Published here September, 2009.

Introduction | Book Structure | What We Liked
Gems from Part I - Setting the Stage and Part II - Strategic Planning
Gems from Part III - The PMO in Detail | Gems from Part IV - Implementing a PMO
 Downside | Summary

Downside

The authors do explain that "central project management coordination units" are known by different names such as Program Management Offices; Project Management Offices, Project Offices; Enterprise Project Offices; Enterprise Program Management Offices and so on.[17] But the focus of the book is essentially on Project Portfolio Management as the title suggests. Therefore, we would have thought that the obvious recommended title for the centralized office would have been Project Portfolio Management Office.

This might be viewed as a matter of semantics, except that we have a strong feeling that there is a growing acceptance that the duties of an office required to handle the management of a project portfolio are not the same as those required to handle program or project management. And further, that the reason for the difference is that possibly different types of people with different skills are required to fulfill the functions of each.

Indeed, the authors themselves observe: "What we are describing is different. It requires much broader coordination across more functional areas. It requires significant research and work outside of the product development."[18] In any case, it is unreasonable to make the project manager responsible for the selection of the project - that is corporate management's job. The job of the project manager is to get it done.

Although the book is packed full of information we found little to criticize. We did however find some of the diagrams a little mystifying, such as the "PMO Continuous Loop" throughput model, serving to confuse rather than clarify.[19] However, this did not detract from the message in the text. In this connection, the authors state:

"In the Throughput Model, unused budget money can be given to new projects as a means to deliver additional value without having to raise planned fiscal year budget projections. Or it could simply reduce project investment, yielding a better ROI on existing projects ... . As a result of each cycle of reporting to the Governance Board, several things may change:
  • Relative priorities of projects
  • New projects may be added
  • Active projects may be stopped or cancelled
  • Decisions may be taken that will affect specific project work plans or investments"[20]

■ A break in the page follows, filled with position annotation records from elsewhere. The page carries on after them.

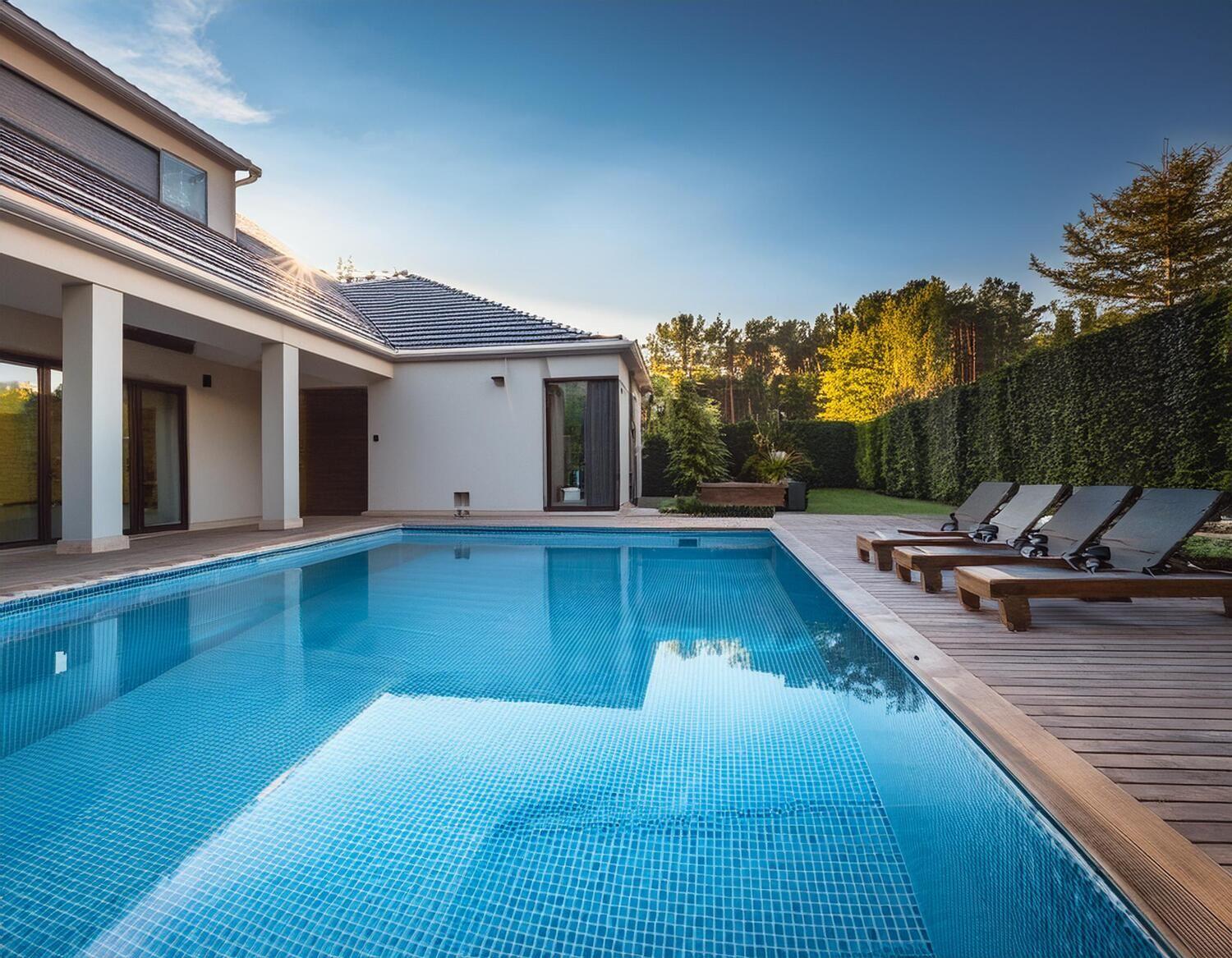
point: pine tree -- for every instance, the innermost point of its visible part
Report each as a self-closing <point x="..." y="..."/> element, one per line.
<point x="679" y="345"/>
<point x="696" y="452"/>
<point x="1163" y="239"/>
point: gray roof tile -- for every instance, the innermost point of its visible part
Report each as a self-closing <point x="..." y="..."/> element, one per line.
<point x="416" y="313"/>
<point x="34" y="167"/>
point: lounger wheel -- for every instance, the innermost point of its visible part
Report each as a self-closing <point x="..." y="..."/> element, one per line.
<point x="1015" y="613"/>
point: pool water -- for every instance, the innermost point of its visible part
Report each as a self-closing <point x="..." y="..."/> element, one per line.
<point x="519" y="744"/>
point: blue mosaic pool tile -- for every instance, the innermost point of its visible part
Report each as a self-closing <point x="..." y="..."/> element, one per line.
<point x="493" y="744"/>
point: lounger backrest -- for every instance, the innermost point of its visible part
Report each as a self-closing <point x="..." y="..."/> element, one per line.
<point x="981" y="504"/>
<point x="1153" y="527"/>
<point x="1083" y="515"/>
<point x="1024" y="509"/>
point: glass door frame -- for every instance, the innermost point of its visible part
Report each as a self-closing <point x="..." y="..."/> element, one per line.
<point x="549" y="507"/>
<point x="44" y="465"/>
<point x="137" y="526"/>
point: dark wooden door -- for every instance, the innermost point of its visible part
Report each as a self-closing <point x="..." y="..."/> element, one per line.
<point x="333" y="452"/>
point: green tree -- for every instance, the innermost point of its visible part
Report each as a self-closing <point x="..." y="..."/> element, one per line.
<point x="679" y="346"/>
<point x="696" y="452"/>
<point x="1163" y="239"/>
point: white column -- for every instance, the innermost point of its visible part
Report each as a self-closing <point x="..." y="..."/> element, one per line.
<point x="280" y="438"/>
<point x="93" y="428"/>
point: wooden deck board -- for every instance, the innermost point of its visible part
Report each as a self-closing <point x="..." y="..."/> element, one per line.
<point x="1142" y="691"/>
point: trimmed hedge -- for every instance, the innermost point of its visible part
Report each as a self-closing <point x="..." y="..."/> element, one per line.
<point x="1147" y="403"/>
<point x="830" y="447"/>
<point x="655" y="467"/>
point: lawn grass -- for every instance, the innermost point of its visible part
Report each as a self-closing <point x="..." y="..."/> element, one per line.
<point x="1210" y="552"/>
<point x="864" y="502"/>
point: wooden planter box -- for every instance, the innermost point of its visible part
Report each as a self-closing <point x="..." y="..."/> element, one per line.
<point x="743" y="494"/>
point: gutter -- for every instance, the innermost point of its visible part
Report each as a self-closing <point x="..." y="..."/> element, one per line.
<point x="56" y="47"/>
<point x="179" y="273"/>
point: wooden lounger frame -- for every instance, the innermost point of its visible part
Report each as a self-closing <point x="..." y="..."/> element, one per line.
<point x="884" y="543"/>
<point x="931" y="566"/>
<point x="1013" y="593"/>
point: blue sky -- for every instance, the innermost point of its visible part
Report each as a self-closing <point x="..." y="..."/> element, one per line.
<point x="613" y="164"/>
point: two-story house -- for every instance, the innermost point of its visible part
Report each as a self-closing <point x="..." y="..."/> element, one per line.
<point x="167" y="364"/>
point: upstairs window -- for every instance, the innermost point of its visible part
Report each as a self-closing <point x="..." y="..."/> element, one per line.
<point x="182" y="186"/>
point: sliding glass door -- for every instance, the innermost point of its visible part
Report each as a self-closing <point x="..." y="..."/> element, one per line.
<point x="21" y="443"/>
<point x="154" y="458"/>
<point x="583" y="443"/>
<point x="154" y="462"/>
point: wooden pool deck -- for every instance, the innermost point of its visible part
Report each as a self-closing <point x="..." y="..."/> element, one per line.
<point x="1116" y="717"/>
<point x="1141" y="691"/>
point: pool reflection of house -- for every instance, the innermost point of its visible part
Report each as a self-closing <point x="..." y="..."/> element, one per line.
<point x="497" y="749"/>
<point x="165" y="364"/>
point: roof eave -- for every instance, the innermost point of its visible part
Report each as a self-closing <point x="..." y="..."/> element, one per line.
<point x="593" y="346"/>
<point x="34" y="34"/>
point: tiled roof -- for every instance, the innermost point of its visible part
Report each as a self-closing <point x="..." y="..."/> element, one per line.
<point x="31" y="167"/>
<point x="411" y="313"/>
<point x="421" y="314"/>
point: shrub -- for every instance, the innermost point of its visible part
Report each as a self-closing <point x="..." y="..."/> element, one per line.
<point x="655" y="467"/>
<point x="694" y="507"/>
<point x="695" y="448"/>
<point x="738" y="438"/>
<point x="1147" y="403"/>
<point x="830" y="447"/>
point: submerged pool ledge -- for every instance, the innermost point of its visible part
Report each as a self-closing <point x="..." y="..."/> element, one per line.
<point x="1182" y="892"/>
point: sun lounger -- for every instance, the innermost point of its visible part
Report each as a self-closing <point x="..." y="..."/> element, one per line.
<point x="1130" y="562"/>
<point x="976" y="510"/>
<point x="1073" y="526"/>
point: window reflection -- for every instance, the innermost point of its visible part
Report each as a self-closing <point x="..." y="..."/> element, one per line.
<point x="19" y="465"/>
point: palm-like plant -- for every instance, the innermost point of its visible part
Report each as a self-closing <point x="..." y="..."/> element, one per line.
<point x="778" y="465"/>
<point x="775" y="460"/>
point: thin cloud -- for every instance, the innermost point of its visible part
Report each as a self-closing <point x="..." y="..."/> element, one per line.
<point x="169" y="57"/>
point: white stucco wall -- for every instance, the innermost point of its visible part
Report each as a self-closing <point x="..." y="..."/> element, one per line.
<point x="445" y="428"/>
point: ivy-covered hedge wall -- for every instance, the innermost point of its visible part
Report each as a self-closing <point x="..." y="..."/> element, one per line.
<point x="1147" y="403"/>
<point x="830" y="447"/>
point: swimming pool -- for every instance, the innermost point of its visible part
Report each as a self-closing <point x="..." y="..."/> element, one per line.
<point x="508" y="743"/>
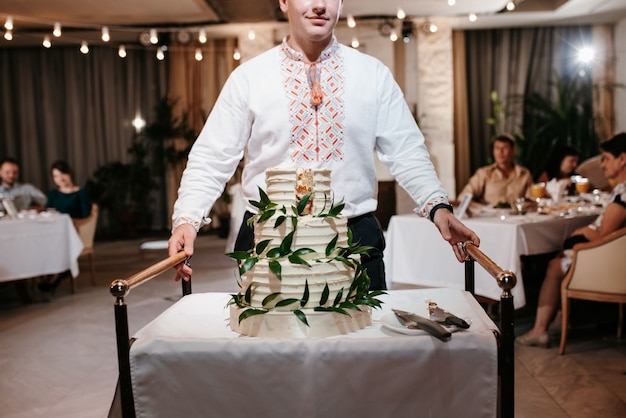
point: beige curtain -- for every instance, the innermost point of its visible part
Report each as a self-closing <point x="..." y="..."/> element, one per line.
<point x="196" y="85"/>
<point x="461" y="118"/>
<point x="603" y="74"/>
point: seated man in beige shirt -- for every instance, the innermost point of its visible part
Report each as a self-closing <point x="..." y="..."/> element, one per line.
<point x="502" y="181"/>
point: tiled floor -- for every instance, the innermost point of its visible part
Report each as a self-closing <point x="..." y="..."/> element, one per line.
<point x="58" y="357"/>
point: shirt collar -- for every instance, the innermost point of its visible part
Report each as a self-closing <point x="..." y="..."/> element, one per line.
<point x="299" y="56"/>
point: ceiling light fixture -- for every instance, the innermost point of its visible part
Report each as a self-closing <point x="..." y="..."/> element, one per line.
<point x="154" y="37"/>
<point x="105" y="34"/>
<point x="8" y="24"/>
<point x="56" y="31"/>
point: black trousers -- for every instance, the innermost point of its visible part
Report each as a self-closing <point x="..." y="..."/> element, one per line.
<point x="366" y="230"/>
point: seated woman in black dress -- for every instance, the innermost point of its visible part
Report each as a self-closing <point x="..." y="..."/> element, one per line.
<point x="65" y="198"/>
<point x="68" y="197"/>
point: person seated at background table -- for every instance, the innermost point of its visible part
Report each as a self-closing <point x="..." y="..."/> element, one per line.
<point x="24" y="195"/>
<point x="612" y="218"/>
<point x="67" y="197"/>
<point x="561" y="166"/>
<point x="500" y="182"/>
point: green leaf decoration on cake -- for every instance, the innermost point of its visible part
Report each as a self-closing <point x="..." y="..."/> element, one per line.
<point x="331" y="245"/>
<point x="250" y="312"/>
<point x="325" y="294"/>
<point x="261" y="246"/>
<point x="270" y="298"/>
<point x="305" y="296"/>
<point x="276" y="268"/>
<point x="301" y="316"/>
<point x="352" y="299"/>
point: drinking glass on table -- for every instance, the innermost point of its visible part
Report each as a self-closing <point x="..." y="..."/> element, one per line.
<point x="538" y="190"/>
<point x="582" y="185"/>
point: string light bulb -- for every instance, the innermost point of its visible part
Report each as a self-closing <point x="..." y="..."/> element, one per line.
<point x="56" y="31"/>
<point x="154" y="37"/>
<point x="351" y="22"/>
<point x="160" y="54"/>
<point x="8" y="23"/>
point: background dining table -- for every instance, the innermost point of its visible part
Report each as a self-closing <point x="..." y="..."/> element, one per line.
<point x="37" y="244"/>
<point x="416" y="254"/>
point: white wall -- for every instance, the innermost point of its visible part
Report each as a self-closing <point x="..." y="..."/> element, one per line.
<point x="620" y="75"/>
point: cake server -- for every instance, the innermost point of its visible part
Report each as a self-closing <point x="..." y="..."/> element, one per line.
<point x="414" y="321"/>
<point x="444" y="317"/>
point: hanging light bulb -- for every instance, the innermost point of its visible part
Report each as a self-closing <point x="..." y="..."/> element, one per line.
<point x="351" y="21"/>
<point x="198" y="55"/>
<point x="154" y="37"/>
<point x="202" y="36"/>
<point x="8" y="24"/>
<point x="105" y="34"/>
<point x="160" y="54"/>
<point x="56" y="31"/>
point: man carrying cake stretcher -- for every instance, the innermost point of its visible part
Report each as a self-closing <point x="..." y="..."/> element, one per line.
<point x="311" y="102"/>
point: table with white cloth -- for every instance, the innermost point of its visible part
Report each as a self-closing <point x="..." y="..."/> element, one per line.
<point x="416" y="254"/>
<point x="37" y="245"/>
<point x="189" y="363"/>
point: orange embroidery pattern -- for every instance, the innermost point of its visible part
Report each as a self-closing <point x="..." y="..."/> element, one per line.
<point x="316" y="130"/>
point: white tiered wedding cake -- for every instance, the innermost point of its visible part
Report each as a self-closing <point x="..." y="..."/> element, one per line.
<point x="303" y="279"/>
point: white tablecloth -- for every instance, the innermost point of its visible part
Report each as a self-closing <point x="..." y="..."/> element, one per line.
<point x="46" y="244"/>
<point x="416" y="253"/>
<point x="188" y="363"/>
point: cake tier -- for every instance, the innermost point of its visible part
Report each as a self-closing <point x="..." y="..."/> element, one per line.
<point x="287" y="325"/>
<point x="311" y="232"/>
<point x="281" y="188"/>
<point x="264" y="282"/>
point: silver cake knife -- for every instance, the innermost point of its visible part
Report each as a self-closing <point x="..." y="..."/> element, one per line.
<point x="414" y="321"/>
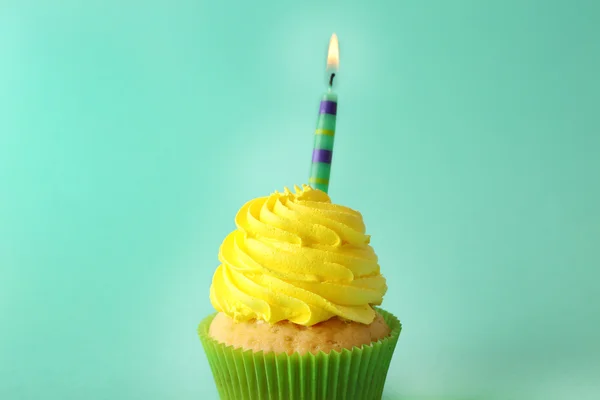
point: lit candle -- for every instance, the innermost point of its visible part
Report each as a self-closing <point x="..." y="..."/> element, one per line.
<point x="320" y="169"/>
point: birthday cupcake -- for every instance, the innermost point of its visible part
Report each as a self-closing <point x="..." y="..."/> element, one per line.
<point x="295" y="296"/>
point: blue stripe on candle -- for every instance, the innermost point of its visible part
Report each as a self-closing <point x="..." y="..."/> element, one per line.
<point x="324" y="156"/>
<point x="328" y="107"/>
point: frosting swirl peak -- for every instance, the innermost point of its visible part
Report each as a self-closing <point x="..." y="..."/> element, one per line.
<point x="297" y="257"/>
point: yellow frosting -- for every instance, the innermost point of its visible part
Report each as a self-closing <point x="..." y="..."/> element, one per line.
<point x="297" y="257"/>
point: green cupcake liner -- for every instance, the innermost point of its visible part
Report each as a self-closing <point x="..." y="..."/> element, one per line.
<point x="357" y="374"/>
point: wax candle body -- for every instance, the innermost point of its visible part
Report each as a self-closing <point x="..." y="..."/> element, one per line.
<point x="323" y="145"/>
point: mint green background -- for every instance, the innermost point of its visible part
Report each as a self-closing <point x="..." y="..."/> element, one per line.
<point x="131" y="132"/>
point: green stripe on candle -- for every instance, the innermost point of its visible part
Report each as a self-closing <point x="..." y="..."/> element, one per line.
<point x="320" y="186"/>
<point x="320" y="170"/>
<point x="323" y="142"/>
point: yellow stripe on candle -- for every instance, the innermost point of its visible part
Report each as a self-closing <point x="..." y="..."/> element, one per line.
<point x="322" y="181"/>
<point x="324" y="132"/>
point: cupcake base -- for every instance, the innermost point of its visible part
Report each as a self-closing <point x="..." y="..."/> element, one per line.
<point x="356" y="374"/>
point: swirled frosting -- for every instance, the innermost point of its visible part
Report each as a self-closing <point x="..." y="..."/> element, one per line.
<point x="297" y="257"/>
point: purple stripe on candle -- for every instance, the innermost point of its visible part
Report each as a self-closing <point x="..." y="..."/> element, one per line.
<point x="324" y="156"/>
<point x="328" y="107"/>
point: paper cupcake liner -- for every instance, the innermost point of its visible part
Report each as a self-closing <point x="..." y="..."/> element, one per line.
<point x="357" y="374"/>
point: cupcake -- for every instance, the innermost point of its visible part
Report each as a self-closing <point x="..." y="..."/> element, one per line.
<point x="295" y="296"/>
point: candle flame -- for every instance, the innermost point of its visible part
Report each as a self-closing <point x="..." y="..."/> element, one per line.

All of that may well be true, but should not be tinkered with lightly. Considering the average duration of an IS/IT project is maybe one to three months, that environment could be pretty demoralizing for the project teams. If I was on one of them I might be inclined to take the position: "I'll put my back into it once they make up their b****y minds!"

Throughout the book there is the presumption that all the projects are executed internally and for the organization's own benefit. That precludes all those who undertake projects under an arms-length contract as a service to others - including in the IS/IT industry. Even outsourced projects for an organization's own benefit may have to be handled somewhat differently because of the legal implications.

Because the book is discussing relatively large numbers of projects in relatively large organizations, we found a tendency to treat throughput of projects like the production throughput of widgets, albeit widgets of varying sizes and duration. Consequently, the discussion is not really about project portfolio management but about "job shop" management. In such circumstances, "Job Shop Management" is a more likely source of useful information than project management.

The book does not include a Glossary of Terms. Given the differences of opinion throughout the project management industry on the meaning of many terms, we think that the absence of a Glossary to enable correct interpretation of terms in management books is a serious shortcoming. However, the authors do provide many definitions in the body of the book. Unfortunately, some of them are repeated - but inconsistently![21]

Gems from Part IV - Implementing a PMO  Gems from Part IV - Implementing a PMO

17. Ibid, p24
18. Ibid, p408
19. Example: Figure 2.1 PMO Continuous Loop, p27
20. Ibid, p28
21. Examples: The definitions for Throughput, Investment and Operating Expense on pages 62 and 99 are repeated but not the same. The definition of Critical Chain on page 102-3 is repeated on page 262 but is not the same.